The Ballad of Cowboy Dave: The Madchester scenester brutally murdered in cold blood
The closing track of the Happy Mondays‘ fourth album, Yes Please!, is called ‘Cowboy Dave’.
Such is the case with many songs written by Shaun Ryder, a cursory glance at the lyrics will leave you none the wiser about why it has that title. Beyond the cod-funk grooves that still sound half-baked despite the band being extremely baked when they recorded them, Ryder seems to spend the song mostly mumbling “wunderbar, rumble man”. You have to look a little deeper to realise that the title is actually a tribute to a friend of theirs taken well before his time.
“Cowboy Dave” refers to Dave Rowbotham, a native of Didsbury, Manchester, born in 1958, who was one of the scene’s true nearly men. To be a nearly man in the Manchester music scene of the late 1970s and early 1980s is to truly brush with greatness, and Rowbotham was there from the beginning. Old enough to have seen punk first hand and, near as dammit, get in on the ground floor. He’d been playing guitar since the age of 12 and in the 1970s, played in a band with drummer Chris Joyce called Fast Breeder.
In 1978, Rowbotham had his first true brush with greatness.

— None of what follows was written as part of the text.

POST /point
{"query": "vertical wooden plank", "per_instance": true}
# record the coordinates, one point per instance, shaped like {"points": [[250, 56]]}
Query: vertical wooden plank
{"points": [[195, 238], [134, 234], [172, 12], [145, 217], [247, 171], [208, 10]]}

He and Joyce were called up by their manager to team up with bassist Tony Bowers, singer Phil Rainford and guitarist Vini Reilly to form a new band, a pet project of Reilly’s. Their name? The Durutti Column. This five-piece lineup didn’t last long, and Reilly eventually took the band to great success as essentially a solo project. Rowbotham spent the next few years getting close to many folks on the up and up, but was never able to join them on their way.

What happened to Cowboy Dave?
In the early 1980s, Rowbotham scraped by playing guitar and bass on releases by Factory Records that needed session musicians, but that was nowhere near enough to maintain a steady living. Eventually, Rowbotham stepped out of the spotlight and into a long period of reclusion. He retired to his flat on the suburban street of Grangethorpe Drive and lived out a quiet existence. One that came to a shockingly brutal end in 1991.
On November 2nd, Rowbotham’s girlfriend found him dead in his apartment, lying in a pool of his own blood, his head having been caved in with a plasterer’s hammer. Rowbotham had spent the last decade struggling with addiction and was involved with some seedy scenes as a result, yet despite questioning everyone involved in the Madchester music scene from a decade previous, no leads were found. To this day, the murder of Cowboy Dave remains unsolved.
Yet he was never forgotten. One of the few people to interact with him was a neighbour of his. A boy of 12 called Colin O’Toole, who used to roam the street with a bucket and sponge, asking who would like their car washed. Cowboy Dave was one of his repeat customers. In fact, he was more or less his only customer, and hearing about his death on the morning news after washing his car a week earlier shook him to his core.
So much so that when Colin grew into an adult, he became a filmmaker and won a Bafta Award for a short film he made about his neighbour and friend, Cowboy Dave.